Переезд почти не повлиял на нашу работу. Проводить эксперименты здесь, в Англии, ничем не отличается от дней в Берлине или Йене — день за днём, нагрев, горение, реакции… и лишь неразборчивые цифры в лабораторном журнале к вечеру. Иногда, глядя, как пламя колышется в стеклянной колбе, я чувствую себя глупцом, затерянным в лабиринте, надеющимся — напрасно — на милость небес за всё потраченное время. Но мы с тобой знаем: истина не идёт на компромиссы и уж точно не щадит.

С той самой зимней ночи в Берлине я смирился со своей обыденностью. Исследования стали просто ремеслом, за которое я зарабатываю на жизнь. А ведь в жизни есть вещи куда более достойные любви и внимания. Позволь мне, друг, поделиться с тобой несколькими историями вне стен лаборатории — они куда приятнее любых таблиц.

Ты ворчал в прошлом письме, что я слишком много пишу о жене. Ну что ж, на сей раз остаток строки я посвящу сыну.

Флориан — удивительно чуткий ребёнок, полный яркого, по-детски чистого любопытства. Он может часами сидеть у клумбы, наблюдая, как подсолнух поворачивает лицо к солнцу. Когда Анита спросила, хочет ли он сорвать цветок на память, он лишь наклонился, вдохнул аромат и сказал: «Так он всегда будет со мной — в дыхании и в памяти».

Я остолбенел от его мудрости. В тот вечер, когда Флориан уснул, мы с Анитой сидели при свечах, погружённые в размышления. Быть родителями впервые — значит постоянно задаваться вопросом, правильно ли мы его воспитываем. Уже сейчас в нём проявляется особый характер: он открыт, искренен, не боится выражать чувства. Его привязанность очевидна, и мы всё чаще осознаём, как сильно наши слова и поступки влияют на его восприятие мира.

Признаюсь, мне было неловко. Когда Флориан спросил, чем я занимаюсь, я почувствовал смущение — работа моя довольно прозаична. Великих открытий за мной нет, а от былых теорий осталась лишь пыль, вытесненная новыми данными. Возможно, это тщеславие, но мне хочется выглядеть значимым в глазах сына. Вместо объяснений уравнений я показал ему несколько простых опытов с горением. Яркие, горячие, непредсказуемые — я надеялся, что пламя скажет за меня то, на что не хватает слов.

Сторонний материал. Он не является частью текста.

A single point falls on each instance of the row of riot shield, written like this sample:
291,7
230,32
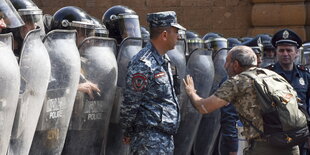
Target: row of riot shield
89,123
35,68
53,123
10,83
52,118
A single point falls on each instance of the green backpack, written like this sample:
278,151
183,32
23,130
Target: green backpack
284,123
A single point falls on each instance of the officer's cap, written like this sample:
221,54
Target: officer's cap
286,37
163,19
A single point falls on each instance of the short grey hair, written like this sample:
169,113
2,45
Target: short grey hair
244,55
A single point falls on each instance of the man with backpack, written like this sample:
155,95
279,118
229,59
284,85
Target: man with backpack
265,102
287,43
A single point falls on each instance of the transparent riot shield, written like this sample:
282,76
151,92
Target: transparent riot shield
200,67
210,123
9,84
267,61
129,47
7,39
90,117
35,69
177,58
55,116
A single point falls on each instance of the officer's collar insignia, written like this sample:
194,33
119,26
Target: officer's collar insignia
160,74
302,81
139,81
259,41
285,34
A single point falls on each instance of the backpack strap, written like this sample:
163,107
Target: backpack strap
251,124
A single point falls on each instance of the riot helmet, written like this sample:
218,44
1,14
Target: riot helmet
244,39
233,42
211,35
215,43
74,18
9,16
257,46
100,29
31,15
193,41
121,22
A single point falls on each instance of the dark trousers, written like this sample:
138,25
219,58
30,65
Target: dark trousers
264,148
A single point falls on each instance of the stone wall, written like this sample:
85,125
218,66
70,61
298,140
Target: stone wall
228,17
232,18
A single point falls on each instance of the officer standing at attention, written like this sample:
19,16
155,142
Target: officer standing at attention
287,43
150,112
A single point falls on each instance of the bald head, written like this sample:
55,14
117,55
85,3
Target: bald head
244,55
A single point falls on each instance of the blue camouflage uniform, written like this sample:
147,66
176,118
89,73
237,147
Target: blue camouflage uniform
299,77
150,110
150,113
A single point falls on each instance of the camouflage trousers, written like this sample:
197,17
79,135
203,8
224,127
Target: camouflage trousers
152,142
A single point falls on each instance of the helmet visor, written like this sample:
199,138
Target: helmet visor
9,15
216,44
129,26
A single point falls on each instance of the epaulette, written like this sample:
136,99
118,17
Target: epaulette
303,68
270,67
145,56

Флориан был заворожён. Я сразу дал понять — и ему, и себе, — мы с Анитой не ждём, что он пойдёт по нашему пути. Мы сами не раз оступались. Но я пообещал ему, что на ночь буду рассказывать сказки не о драконах, а о пламени — о том, как оно изменило цивилизацию, неся свет и разрушение. В отличие от ураганов или молний, огню нужно топливо. Его горение — это всегда акт потребления. Дар, полученный нами, изначально был опасным.

Иногда Флориан слишком проницателен. Даже когда мы сдерживаем раздражение от неудачного эксперимента, он замечает и пытается нас утешить по-своему. Это редкость, правда? Такая эмоциональная чуткость. Я вспоминаю детей, выросших в семьях, где ценят успех, но игнорируют чувства. Они учатся быть удобными, ищут признание, чтобы чувствовать себя в безопасности.

Мы с Анитой стараемся дать ему всё, что в наших силах. Скромно, может быть, но спокойно, стабильно, без осуждения. Такое мы пообещали друг другу задолго до его рождения. Пока что он остаётся собой, не теряется в чужих ожиданиях. Он упрям и решителен — и мы решили воспринимать это как дар, пока он не обжигается.

Наблюдать, как растёт ребёнок, куда увлекательнее, чем смотреть на графики. Куда он направит свои силы, своё любопытство? Даже если он выберет теологию — почему бы и нет? Да, Бернд, не хмурься. Я говорил с ним об этом. Признай — в моменты отчаяния вера в нечто большее может приносить умиротворение. Мы с Анитой хотим научить его: роза цветёт не ради славы, а мы живём не ради вечности. Нам достаточно жить свободно — и с улыбкой.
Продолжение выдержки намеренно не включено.